Contemporary Artist "Jasper Johns"
現代美術って、よく分からないものも多いけど、中には、自分の感性にひびく作品もあったりするのです。
そんな記憶に残る作家さんを ”note” していきたいと思います。(以前の現代美術なんで、すでに現代ではなくなっていることに留意です。)
ジャスパー・ジョーンズ
アメリカ合衆国のアーティスト(1930/5/15 ~ )
ネオダダやポップアートの先駆者として重要な役割を果たした代表的な作家。
【ジャスパー・ジョーンズの絵画】
ジャスパー・ジョーンズは、1950年代頃から活躍してたアーティストなので、自分が現代美術に興味を持った頃は、全盛期は過ぎていたものの、まだまだ存在感のある現役作家でした。
ジャスパー・ジョーンズは基本的には画家です。
どんな画家だったかというと、「旗」や「標的」、「地図」、「数字」などを描いた画家。
シンプルなんですが、説明すると、ほんと、こんな感じのアーティストなのです.....
では、代表作を説明していきたいと思います。
『 Flag 』
誰が、どう見ても、アメリカの星条旗なんですが、ジャスパー・ジョーンズが、そのキャリアの初期から描き続けたモチーフです。
全部で40作~50作あると言われる『 Flag 』なんですが、中にはバリエーションもあって、『3つの旗』や『白旗』なんて作品もあります。
『3つの旗』
『白旗』
まあ、多少の違いはありますが、結局、全部 ”星条旗” だったりするのです。(全作品を見たわけではないですが、おそらく!)
なかなか楽しいアーティストだと思いませんか?
さて、次の代表作。
『 Target 』
これまた、初期から繰り返し描かれているシンプルなモチーフで、赤背景の、青と黄色の同心円で描かれた『標的』です。
こちらもバリエーションがあるのですが、レリーフと組み合わされた作品が有名です。
『4つの顔と標的』
と、こんな調子なんです。
ジャスパー・ジョーンズは、ずっと、誰もが認識している”星条旗”や”標的”を描き続けた画家なのです。
じゃあ、ジャスパー・ジョーンズは、なぜ、”星条旗”や”標的”を描いたのか?ってとこが重要になるんですよね。
.....いろんな解釈がありますが、
私的な解釈としては、”あくまで、これは「旗の絵」であって、決して、本物の「旗」ではない。ただ、「旗」として認識される物体である。”って感じですかね。

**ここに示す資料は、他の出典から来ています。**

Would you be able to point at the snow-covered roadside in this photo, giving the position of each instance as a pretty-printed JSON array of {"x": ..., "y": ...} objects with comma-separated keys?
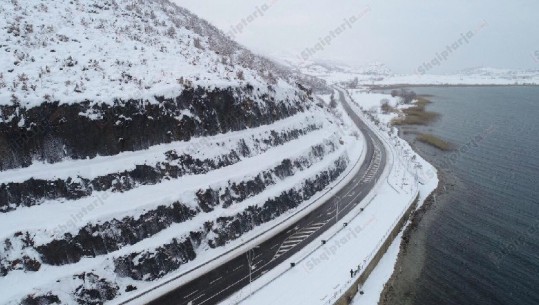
[
  {"x": 374, "y": 285},
  {"x": 215, "y": 257},
  {"x": 322, "y": 272}
]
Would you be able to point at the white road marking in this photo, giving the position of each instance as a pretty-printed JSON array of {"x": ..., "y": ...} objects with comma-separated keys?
[
  {"x": 185, "y": 297},
  {"x": 216, "y": 280}
]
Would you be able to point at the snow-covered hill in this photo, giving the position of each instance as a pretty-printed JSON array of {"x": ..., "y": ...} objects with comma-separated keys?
[{"x": 138, "y": 142}]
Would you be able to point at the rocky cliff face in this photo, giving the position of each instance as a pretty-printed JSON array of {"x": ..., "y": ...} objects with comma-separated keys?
[{"x": 135, "y": 138}]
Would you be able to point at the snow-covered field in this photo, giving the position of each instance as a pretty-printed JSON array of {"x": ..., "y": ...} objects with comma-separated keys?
[
  {"x": 378, "y": 74},
  {"x": 322, "y": 273}
]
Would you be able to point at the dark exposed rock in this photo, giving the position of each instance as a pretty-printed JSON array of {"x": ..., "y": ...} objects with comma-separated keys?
[
  {"x": 169, "y": 257},
  {"x": 99, "y": 239},
  {"x": 230, "y": 228},
  {"x": 94, "y": 290},
  {"x": 35, "y": 191},
  {"x": 149, "y": 266},
  {"x": 53, "y": 131}
]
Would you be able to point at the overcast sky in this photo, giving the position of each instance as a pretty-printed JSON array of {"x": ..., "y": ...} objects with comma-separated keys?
[{"x": 402, "y": 34}]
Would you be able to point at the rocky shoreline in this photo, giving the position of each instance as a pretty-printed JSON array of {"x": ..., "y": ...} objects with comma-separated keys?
[{"x": 401, "y": 287}]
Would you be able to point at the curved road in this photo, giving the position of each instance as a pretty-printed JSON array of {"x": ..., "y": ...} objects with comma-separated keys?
[{"x": 216, "y": 285}]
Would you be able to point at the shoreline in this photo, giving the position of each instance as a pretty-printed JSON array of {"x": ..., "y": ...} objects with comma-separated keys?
[
  {"x": 400, "y": 287},
  {"x": 400, "y": 86}
]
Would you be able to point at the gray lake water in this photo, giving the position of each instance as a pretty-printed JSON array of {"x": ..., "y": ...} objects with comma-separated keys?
[{"x": 483, "y": 245}]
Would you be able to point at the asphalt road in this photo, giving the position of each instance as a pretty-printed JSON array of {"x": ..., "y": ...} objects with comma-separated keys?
[{"x": 216, "y": 285}]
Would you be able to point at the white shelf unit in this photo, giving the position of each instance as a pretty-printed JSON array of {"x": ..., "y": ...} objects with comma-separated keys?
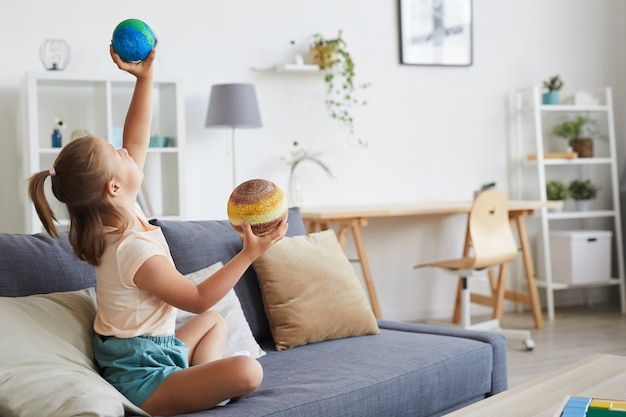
[
  {"x": 99, "y": 105},
  {"x": 533, "y": 135}
]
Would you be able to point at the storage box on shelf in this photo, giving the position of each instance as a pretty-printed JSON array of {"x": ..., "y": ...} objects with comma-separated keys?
[
  {"x": 98, "y": 104},
  {"x": 539, "y": 157},
  {"x": 578, "y": 256}
]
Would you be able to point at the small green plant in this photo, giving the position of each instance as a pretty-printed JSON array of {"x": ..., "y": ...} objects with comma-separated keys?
[
  {"x": 336, "y": 63},
  {"x": 583, "y": 190},
  {"x": 556, "y": 190},
  {"x": 553, "y": 83},
  {"x": 576, "y": 128}
]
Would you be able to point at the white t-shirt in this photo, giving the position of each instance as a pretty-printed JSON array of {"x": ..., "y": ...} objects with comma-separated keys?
[{"x": 125, "y": 310}]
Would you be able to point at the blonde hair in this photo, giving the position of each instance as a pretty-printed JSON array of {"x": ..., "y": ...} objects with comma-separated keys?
[{"x": 79, "y": 178}]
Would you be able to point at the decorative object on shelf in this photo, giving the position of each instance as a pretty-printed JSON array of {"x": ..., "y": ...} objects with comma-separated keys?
[
  {"x": 556, "y": 191},
  {"x": 297, "y": 156},
  {"x": 79, "y": 133},
  {"x": 54, "y": 54},
  {"x": 233, "y": 105},
  {"x": 259, "y": 202},
  {"x": 298, "y": 59},
  {"x": 334, "y": 60},
  {"x": 57, "y": 137},
  {"x": 133, "y": 40},
  {"x": 579, "y": 132},
  {"x": 436, "y": 32},
  {"x": 158, "y": 141},
  {"x": 553, "y": 85},
  {"x": 583, "y": 191},
  {"x": 553, "y": 155}
]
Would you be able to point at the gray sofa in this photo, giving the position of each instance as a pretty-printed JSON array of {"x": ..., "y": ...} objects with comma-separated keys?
[{"x": 407, "y": 370}]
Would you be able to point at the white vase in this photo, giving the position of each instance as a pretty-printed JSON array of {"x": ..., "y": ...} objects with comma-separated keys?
[
  {"x": 295, "y": 194},
  {"x": 583, "y": 205}
]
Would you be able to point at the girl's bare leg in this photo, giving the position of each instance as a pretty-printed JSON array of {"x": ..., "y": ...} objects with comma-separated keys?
[
  {"x": 204, "y": 386},
  {"x": 205, "y": 336}
]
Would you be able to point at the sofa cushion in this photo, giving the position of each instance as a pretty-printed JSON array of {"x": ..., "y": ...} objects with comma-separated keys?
[
  {"x": 46, "y": 359},
  {"x": 239, "y": 334},
  {"x": 40, "y": 264},
  {"x": 311, "y": 292},
  {"x": 407, "y": 371},
  {"x": 197, "y": 244}
]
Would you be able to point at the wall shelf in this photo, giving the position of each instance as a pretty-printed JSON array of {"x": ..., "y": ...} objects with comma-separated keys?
[{"x": 290, "y": 68}]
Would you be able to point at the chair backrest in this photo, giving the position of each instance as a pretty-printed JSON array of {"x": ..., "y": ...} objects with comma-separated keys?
[{"x": 490, "y": 230}]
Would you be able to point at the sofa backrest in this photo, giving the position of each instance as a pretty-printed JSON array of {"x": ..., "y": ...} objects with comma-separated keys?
[
  {"x": 197, "y": 244},
  {"x": 39, "y": 264}
]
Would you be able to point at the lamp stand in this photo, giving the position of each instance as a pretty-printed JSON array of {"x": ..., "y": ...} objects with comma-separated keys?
[{"x": 232, "y": 152}]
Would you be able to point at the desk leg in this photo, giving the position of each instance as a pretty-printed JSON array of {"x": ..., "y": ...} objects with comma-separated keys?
[
  {"x": 533, "y": 293},
  {"x": 365, "y": 267}
]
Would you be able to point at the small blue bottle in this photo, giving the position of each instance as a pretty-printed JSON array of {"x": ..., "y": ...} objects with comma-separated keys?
[{"x": 56, "y": 138}]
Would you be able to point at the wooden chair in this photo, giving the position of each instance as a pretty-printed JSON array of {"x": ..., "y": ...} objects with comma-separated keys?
[{"x": 489, "y": 243}]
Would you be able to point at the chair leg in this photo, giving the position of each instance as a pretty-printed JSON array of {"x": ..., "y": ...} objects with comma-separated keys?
[
  {"x": 456, "y": 316},
  {"x": 466, "y": 321}
]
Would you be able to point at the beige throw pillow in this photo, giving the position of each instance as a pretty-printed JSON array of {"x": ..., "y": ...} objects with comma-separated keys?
[{"x": 311, "y": 292}]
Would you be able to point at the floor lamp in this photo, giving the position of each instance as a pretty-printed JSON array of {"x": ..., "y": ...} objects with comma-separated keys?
[{"x": 233, "y": 105}]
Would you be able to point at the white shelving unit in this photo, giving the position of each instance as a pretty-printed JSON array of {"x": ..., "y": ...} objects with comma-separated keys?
[
  {"x": 533, "y": 136},
  {"x": 99, "y": 105}
]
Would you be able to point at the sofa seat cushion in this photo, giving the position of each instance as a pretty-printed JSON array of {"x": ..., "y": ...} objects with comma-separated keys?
[
  {"x": 398, "y": 373},
  {"x": 46, "y": 359}
]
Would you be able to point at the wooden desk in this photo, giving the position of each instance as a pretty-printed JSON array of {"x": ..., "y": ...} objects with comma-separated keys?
[
  {"x": 597, "y": 376},
  {"x": 351, "y": 219}
]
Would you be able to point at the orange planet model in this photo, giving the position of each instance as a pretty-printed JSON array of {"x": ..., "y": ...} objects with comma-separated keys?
[{"x": 260, "y": 202}]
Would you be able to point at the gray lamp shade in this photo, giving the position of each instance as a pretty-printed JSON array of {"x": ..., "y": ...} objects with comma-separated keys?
[{"x": 233, "y": 105}]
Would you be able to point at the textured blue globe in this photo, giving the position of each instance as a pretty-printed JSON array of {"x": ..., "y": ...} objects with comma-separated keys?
[{"x": 133, "y": 40}]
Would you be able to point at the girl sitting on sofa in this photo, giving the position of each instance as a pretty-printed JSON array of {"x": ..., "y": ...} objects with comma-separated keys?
[{"x": 162, "y": 370}]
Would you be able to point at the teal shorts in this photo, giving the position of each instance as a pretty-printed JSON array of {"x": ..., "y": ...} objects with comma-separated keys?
[{"x": 138, "y": 365}]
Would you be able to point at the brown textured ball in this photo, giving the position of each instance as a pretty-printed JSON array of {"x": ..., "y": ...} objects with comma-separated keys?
[{"x": 259, "y": 202}]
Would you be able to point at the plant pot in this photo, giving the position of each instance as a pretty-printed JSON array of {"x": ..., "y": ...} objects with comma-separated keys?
[
  {"x": 324, "y": 56},
  {"x": 551, "y": 97},
  {"x": 583, "y": 205},
  {"x": 583, "y": 147}
]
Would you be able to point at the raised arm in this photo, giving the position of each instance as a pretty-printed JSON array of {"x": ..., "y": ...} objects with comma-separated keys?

たとえば、写実的な絵画というのは、画面の中に立体感のある世界を描いたりするんですが、絵画はあくまで”絵画”という物体なんだってことを表現した作品だと思うのです。
初期の代表作『旗』と『標的』からは、そんな新進気鋭の尖った感が漂ってきて、なんか、かっこいいんですよね。
自分も、そういうスタンスに憧れたのでした。
後年も、繰り返し、この2つのモチーフは使われるのですが、初期の尖った感じではなく、「星条旗のストライプって永遠だよね。」「いやー、やっぱ、同心円ってきれいだよね。」みたいな、ちょっと肩の力が抜けた雰囲気があるんですよね。
なんとなく、自分のイメージに対するセルフパロディみたいな感じもするんですが、どうでしょう。
では、続いて中期の代表作
『 Map 』
一見、抽象絵画のようにも見えますが、実は、合衆国の「州地図」を描いたものです。
皆が認識しているものがモチーフとなっているのは変わりませんが、『旗』と『標的』とはアプローチが違ってるように感じます。

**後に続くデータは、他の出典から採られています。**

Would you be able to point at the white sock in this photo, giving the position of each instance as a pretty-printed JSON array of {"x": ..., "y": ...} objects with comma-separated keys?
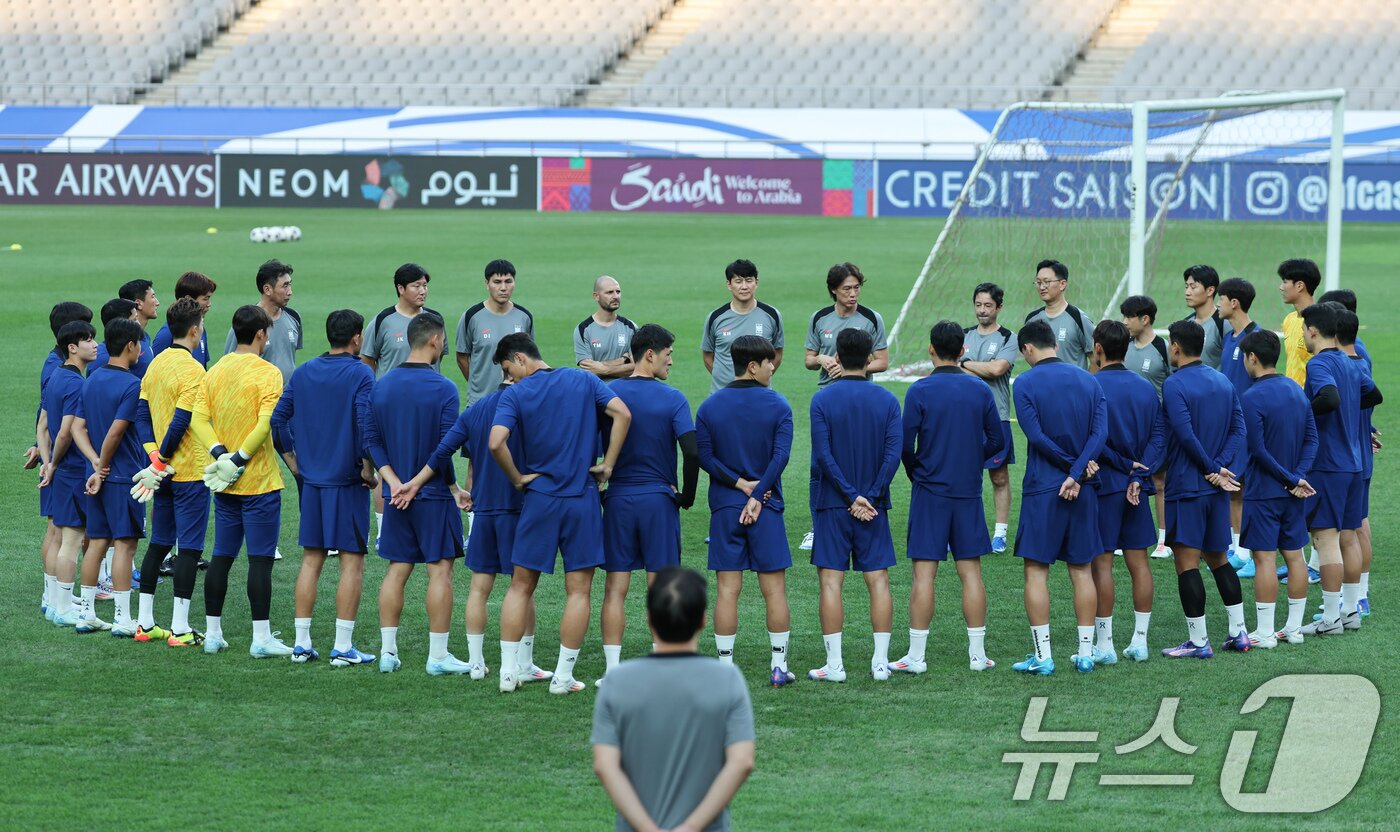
[
  {"x": 779, "y": 643},
  {"x": 303, "y": 632},
  {"x": 179, "y": 616},
  {"x": 1295, "y": 612},
  {"x": 1140, "y": 622},
  {"x": 1040, "y": 639},
  {"x": 567, "y": 659},
  {"x": 1196, "y": 631},
  {"x": 345, "y": 635},
  {"x": 1235, "y": 615},
  {"x": 724, "y": 647},
  {"x": 1263, "y": 618},
  {"x": 437, "y": 646},
  {"x": 833, "y": 650},
  {"x": 1103, "y": 633},
  {"x": 917, "y": 643},
  {"x": 977, "y": 643},
  {"x": 881, "y": 649}
]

「旗」と「旗の絵」のような境界線を描いたものではなく、「地図」のイメージを使った「地図の絵」みたいな感じで、より絵画的なアプローチになってますよね。
実は、中期は、初期とは違って、ほんと絵画っぽい(今でいうとグラフィックぽい)感じの作品が増えていくるんですよね。
そのいい例が、中期のもうひとつの代表作
『Numbers in Color』
「数字」を描いた作品なんですが、けっこう、「数字」モチーフの作品は多くて、0から9までの数字を重ねて描いた作品も有名です。
『 0 through 9 』
「地図」にしろ「数字」にしろ、”描いてる!” って感じが強いですよね。
そして、あらためて思うのは「数字」って、なかなかいい形状なんですよね。かっこいい!

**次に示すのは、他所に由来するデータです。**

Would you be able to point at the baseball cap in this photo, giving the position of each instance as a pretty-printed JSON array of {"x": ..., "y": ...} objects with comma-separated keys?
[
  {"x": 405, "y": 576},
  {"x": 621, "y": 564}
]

実は、ジャスパー・ジョーンズの描く「数字」が大好きだったんです。
カッコよくないですか?
私も、私なりの「数字」を描いてたりしたんですが、なかなか「数字」は奥が深いモチーフだな、と、いつも思ってたんですよね。
多分、自分が現代美術に興味を持ち始めたのは、このジャスパー・ジョーンズとの出会いが大きかったのかな... と、今ではそう思います。
あまり著名なアーティストではないんですが、国内の美術館に所蔵されてる作品も意外とあるので、ぜひ、気にかけてみてください!